Need some help with graphbolt and HeteroGraphConv for link prediction

First of all, thank you for creating such a great project! I am just coming up to speed on GNN’s and facing a learning curve with GNNs in general and with DGL’s bits and pieces in particular, so please forgive if my question is naive and has an obvious answer somewhere staring at me in the docs or examples.

I am trying to implement a recommender system via link prediction on a heterogeneous graph and starting out with a trivial subset of my data in hopes of adding more node and edge types as well as related embeddings down the road. For the time being my graph has the following node types:

  • users
  • posts
  • media

users like posts
posts can contain one or more media (images or videos)
media has embeddings based on visual content.

the goal is to learn embeddings for posts and users to be able to predict what other posts users might like based on their previous likes.

Even with this limited set of node types and edges, my dataset is pretty large and I’m using graphbolt for batching. I’ve been trying to follow the documentation for stochastic training on large heterogenous graphs, but I’m stuck on the basic step of getting post and user embeddings after running a batch through 2 layers of HeteroGraphConv. The following code demonstrates my issue on a toy dataset:

import dgl
import dgl.graphbolt as gb
import dgl.nn as dglnn

import torch
import torch.nn as nn
import torch.nn.functional as F
import numpy as np

n_users = 50
n_posts = 100
n_media = 200

n_likes = 200
n_contains = 200

input_feature_dim = 32
hidden_feature_dim = 16
output_feature_dim = 8

like_src = np.random.randint(0, n_users, n_likes)
like_dst = np.random.randint(0, n_posts, n_likes)

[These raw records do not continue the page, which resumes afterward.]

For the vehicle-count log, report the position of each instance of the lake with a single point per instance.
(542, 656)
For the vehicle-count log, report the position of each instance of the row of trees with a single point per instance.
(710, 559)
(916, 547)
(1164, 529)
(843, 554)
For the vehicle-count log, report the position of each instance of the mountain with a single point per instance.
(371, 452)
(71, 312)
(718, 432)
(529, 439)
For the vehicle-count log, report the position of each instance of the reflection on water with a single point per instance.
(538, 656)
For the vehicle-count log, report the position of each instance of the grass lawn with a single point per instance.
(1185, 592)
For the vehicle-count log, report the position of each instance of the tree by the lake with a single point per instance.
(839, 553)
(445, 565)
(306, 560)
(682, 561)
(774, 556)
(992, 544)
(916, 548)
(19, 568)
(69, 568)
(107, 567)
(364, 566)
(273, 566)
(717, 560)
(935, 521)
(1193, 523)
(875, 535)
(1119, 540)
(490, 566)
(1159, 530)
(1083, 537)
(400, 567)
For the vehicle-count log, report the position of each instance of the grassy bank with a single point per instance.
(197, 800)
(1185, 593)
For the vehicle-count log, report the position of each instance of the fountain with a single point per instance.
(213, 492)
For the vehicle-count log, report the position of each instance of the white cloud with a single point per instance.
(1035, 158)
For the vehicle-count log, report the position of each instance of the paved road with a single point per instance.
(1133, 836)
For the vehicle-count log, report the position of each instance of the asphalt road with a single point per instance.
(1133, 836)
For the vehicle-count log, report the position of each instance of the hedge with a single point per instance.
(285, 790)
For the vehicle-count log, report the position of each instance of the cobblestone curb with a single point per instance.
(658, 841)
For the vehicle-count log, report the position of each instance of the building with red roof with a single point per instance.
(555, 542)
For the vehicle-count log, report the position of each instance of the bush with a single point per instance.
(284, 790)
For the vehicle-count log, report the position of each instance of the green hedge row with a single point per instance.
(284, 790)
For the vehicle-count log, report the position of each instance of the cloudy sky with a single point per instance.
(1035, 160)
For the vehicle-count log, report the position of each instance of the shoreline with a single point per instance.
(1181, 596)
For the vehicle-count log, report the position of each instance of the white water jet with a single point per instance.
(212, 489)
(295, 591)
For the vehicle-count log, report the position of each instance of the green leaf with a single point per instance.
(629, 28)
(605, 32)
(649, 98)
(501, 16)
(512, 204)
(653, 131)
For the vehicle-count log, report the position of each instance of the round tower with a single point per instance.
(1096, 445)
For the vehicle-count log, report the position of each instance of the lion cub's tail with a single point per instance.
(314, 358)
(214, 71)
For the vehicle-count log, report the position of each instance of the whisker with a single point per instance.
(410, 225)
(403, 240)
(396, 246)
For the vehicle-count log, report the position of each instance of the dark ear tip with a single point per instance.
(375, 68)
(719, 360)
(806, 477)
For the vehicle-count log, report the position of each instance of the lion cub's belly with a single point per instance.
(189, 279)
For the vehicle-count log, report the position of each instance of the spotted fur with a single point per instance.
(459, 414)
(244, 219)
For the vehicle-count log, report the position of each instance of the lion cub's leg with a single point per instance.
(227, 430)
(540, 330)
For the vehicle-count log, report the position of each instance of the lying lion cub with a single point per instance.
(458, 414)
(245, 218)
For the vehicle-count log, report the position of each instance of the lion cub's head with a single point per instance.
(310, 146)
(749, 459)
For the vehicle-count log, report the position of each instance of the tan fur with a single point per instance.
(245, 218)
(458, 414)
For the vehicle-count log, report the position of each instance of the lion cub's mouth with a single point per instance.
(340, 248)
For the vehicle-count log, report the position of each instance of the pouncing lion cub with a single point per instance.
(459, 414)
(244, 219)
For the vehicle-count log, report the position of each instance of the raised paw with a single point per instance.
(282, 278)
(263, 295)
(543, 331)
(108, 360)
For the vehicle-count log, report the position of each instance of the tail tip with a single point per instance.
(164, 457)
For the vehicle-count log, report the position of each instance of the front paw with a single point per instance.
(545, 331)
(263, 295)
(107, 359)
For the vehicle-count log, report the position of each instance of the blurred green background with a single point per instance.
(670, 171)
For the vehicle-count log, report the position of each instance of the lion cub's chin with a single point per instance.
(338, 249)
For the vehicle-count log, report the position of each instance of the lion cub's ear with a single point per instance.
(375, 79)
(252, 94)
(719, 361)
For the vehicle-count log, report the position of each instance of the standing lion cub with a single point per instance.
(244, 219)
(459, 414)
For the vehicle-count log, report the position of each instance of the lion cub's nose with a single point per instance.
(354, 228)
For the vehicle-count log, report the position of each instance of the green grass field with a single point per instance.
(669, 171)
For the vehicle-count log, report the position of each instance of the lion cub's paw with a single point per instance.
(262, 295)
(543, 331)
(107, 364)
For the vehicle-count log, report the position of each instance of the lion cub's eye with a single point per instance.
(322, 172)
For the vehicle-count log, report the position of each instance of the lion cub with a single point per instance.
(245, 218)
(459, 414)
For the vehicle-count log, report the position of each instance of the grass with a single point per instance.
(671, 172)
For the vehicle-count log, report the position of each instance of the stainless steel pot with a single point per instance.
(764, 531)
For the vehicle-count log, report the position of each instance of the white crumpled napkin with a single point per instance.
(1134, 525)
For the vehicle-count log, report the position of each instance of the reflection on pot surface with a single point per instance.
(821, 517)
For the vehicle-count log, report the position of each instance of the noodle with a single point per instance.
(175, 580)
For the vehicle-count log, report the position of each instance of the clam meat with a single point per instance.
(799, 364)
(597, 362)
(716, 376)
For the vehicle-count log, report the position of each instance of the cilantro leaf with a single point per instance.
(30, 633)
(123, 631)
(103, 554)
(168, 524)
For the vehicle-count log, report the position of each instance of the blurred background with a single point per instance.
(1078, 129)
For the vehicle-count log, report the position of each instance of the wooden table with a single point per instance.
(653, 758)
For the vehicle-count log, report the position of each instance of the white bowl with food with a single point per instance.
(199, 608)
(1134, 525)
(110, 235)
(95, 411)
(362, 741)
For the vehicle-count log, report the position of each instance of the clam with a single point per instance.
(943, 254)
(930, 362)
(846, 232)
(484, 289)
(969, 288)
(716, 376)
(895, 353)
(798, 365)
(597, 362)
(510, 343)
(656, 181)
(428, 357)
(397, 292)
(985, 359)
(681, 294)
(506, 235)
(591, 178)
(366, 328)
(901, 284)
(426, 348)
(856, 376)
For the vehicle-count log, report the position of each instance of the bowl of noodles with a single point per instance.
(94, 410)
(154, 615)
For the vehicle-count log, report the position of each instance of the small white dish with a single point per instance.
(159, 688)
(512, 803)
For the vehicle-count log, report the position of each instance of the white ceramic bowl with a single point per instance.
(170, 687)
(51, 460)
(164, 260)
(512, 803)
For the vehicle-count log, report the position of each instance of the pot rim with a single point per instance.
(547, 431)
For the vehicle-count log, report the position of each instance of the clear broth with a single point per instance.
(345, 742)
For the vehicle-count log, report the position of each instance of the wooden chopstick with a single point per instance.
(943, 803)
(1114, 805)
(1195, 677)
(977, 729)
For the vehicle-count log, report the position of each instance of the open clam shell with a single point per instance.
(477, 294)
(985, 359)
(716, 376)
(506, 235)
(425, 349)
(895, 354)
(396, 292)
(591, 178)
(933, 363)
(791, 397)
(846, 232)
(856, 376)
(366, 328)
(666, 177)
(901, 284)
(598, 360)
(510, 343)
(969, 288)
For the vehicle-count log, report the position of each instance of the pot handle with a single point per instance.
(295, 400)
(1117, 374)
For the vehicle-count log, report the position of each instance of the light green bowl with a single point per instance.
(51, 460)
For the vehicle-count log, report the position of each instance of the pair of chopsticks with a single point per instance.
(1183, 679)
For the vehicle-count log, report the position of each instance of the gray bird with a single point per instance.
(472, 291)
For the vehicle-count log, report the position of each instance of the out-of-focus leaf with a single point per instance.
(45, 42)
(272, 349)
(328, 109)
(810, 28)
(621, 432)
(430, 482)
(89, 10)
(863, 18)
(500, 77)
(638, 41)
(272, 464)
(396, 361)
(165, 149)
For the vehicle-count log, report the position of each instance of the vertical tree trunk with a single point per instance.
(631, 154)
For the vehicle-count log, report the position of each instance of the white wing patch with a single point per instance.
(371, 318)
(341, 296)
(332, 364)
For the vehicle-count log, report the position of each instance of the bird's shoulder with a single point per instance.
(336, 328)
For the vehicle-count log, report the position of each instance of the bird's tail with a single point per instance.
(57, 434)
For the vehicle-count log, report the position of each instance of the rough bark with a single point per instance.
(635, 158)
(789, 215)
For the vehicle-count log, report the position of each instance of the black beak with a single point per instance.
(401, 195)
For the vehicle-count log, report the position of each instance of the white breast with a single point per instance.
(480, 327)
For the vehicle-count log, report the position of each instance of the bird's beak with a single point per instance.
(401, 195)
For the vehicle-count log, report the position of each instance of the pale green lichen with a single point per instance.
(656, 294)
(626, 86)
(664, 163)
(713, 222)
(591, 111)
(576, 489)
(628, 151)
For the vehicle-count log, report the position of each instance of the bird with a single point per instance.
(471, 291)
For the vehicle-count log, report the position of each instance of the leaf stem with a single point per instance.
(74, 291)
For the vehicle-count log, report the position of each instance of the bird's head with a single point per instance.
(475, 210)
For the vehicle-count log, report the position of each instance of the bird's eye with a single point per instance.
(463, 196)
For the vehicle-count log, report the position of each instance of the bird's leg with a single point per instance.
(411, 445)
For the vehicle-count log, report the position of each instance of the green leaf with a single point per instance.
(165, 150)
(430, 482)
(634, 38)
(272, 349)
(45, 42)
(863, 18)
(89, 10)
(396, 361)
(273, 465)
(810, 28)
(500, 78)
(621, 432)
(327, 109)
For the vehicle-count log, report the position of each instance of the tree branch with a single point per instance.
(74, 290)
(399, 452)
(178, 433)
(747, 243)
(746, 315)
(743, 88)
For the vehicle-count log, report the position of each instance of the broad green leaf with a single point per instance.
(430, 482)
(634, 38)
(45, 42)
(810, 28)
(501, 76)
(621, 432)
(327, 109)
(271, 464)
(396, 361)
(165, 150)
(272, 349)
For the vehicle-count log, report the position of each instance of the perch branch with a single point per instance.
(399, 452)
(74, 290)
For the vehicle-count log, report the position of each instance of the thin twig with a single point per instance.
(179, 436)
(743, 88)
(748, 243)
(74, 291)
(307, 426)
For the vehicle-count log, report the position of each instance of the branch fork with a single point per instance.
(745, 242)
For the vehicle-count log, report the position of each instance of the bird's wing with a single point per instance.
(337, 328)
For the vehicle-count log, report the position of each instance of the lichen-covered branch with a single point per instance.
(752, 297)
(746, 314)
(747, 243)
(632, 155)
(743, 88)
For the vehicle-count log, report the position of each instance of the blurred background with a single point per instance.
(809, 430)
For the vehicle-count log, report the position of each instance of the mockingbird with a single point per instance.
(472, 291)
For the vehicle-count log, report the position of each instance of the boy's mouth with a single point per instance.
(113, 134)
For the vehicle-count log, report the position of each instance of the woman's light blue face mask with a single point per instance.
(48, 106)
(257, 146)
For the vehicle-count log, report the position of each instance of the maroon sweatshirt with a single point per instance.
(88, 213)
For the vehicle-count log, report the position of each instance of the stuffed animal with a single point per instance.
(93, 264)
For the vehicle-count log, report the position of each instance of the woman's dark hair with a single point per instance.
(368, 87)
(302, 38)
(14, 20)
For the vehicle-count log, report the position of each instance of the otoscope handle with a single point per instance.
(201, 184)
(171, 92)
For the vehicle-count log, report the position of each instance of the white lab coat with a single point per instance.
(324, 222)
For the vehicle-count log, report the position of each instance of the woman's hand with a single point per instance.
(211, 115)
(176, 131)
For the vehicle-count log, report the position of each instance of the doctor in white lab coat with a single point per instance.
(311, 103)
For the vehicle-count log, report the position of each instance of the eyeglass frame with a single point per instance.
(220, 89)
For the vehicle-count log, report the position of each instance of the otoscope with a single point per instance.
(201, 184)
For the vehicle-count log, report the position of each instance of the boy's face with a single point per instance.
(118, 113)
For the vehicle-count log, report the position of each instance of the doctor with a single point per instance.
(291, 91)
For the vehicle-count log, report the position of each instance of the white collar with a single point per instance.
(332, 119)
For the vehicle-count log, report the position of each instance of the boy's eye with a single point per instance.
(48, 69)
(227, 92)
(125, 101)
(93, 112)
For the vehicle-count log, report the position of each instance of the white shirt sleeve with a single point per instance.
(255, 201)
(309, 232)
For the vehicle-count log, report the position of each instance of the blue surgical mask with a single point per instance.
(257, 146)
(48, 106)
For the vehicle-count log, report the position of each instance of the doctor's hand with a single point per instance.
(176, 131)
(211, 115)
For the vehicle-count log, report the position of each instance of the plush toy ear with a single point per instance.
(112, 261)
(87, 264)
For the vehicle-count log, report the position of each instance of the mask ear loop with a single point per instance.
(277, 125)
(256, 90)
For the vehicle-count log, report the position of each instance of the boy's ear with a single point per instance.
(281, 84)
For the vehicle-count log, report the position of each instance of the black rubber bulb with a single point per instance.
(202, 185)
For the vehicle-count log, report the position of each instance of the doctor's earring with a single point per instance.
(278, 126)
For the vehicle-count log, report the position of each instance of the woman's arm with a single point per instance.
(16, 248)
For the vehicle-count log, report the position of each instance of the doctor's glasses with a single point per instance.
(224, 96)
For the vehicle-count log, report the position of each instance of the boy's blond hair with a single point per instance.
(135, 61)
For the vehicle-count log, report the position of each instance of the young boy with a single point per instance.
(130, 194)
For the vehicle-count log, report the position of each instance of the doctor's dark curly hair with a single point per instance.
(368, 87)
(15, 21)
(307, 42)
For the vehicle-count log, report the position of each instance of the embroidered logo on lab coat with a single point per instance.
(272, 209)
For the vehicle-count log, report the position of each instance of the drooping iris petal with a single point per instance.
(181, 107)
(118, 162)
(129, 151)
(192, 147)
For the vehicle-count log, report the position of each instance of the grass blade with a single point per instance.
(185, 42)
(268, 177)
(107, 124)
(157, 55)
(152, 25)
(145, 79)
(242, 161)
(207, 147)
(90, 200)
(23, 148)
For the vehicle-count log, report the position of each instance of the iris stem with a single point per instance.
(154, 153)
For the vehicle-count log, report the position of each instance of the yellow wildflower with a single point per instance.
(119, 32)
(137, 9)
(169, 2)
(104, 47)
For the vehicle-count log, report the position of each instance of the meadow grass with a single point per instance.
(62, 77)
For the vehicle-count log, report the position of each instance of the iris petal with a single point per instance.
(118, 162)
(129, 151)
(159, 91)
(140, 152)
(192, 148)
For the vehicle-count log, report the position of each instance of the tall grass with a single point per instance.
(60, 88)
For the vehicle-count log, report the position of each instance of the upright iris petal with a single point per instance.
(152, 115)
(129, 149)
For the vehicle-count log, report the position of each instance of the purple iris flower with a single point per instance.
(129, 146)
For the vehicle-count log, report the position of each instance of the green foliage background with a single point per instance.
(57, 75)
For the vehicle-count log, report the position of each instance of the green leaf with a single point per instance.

contains_src = np.random.randint(0, n_posts, n_contains)
contains_dst = np.random.randint(0, n_media, n_contains)


hetero_graph = dgl.heterograph(
    {
        ("post", "liked-by", "user"): (like_dst, like_src),
        ("media", "is-in", "post"): (contains_dst, contains_src),
    }
)

train_mask = torch.zeros(n_likes, dtype=torch.bool).bernoulli(0.6)
media_feature = torch.randn(n_media, input_feature_dim)
post_feature = torch.randn(n_posts, input_feature_dim)
user_feature = torch.randn(n_users, input_feature_dim)


feature = gb.BasicFeatureStore(
    {
        ("node", "media", "feat"): gb.TorchBasedFeature(media_feature),
        ("node", "post", "feat"): gb.TorchBasedFeature(post_feature),
        ("node", "user", "feat"): gb.TorchBasedFeature(user_feature),
    }
)

sampling_graph = gb.from_dglgraph(hetero_graph)
posts, users = hetero_graph.edges(etype="liked-by")
seed_edges = torch.concatenate([posts, users]).reshape(2, -1).T[train_mask]

seeds = {
    "post:liked-by:user": gb.ItemSet((seed_edges), names=("seeds")),
}

train_set = gb.HeteroItemSet(seeds)

datapipe = gb.ItemSampler(train_set, batch_size=2, shuffle=True)
datapipe = datapipe.sample_uniform_negative(sampling_graph, 2)
datapipe = datapipe.sample_layer_neighbor(sampling_graph, [5, 5])
datapipe = datapipe.fetch_feature(feature, node_feature_keys={"media": ["feat"]})
train_dataloader = gb.DataLoader(datapipe)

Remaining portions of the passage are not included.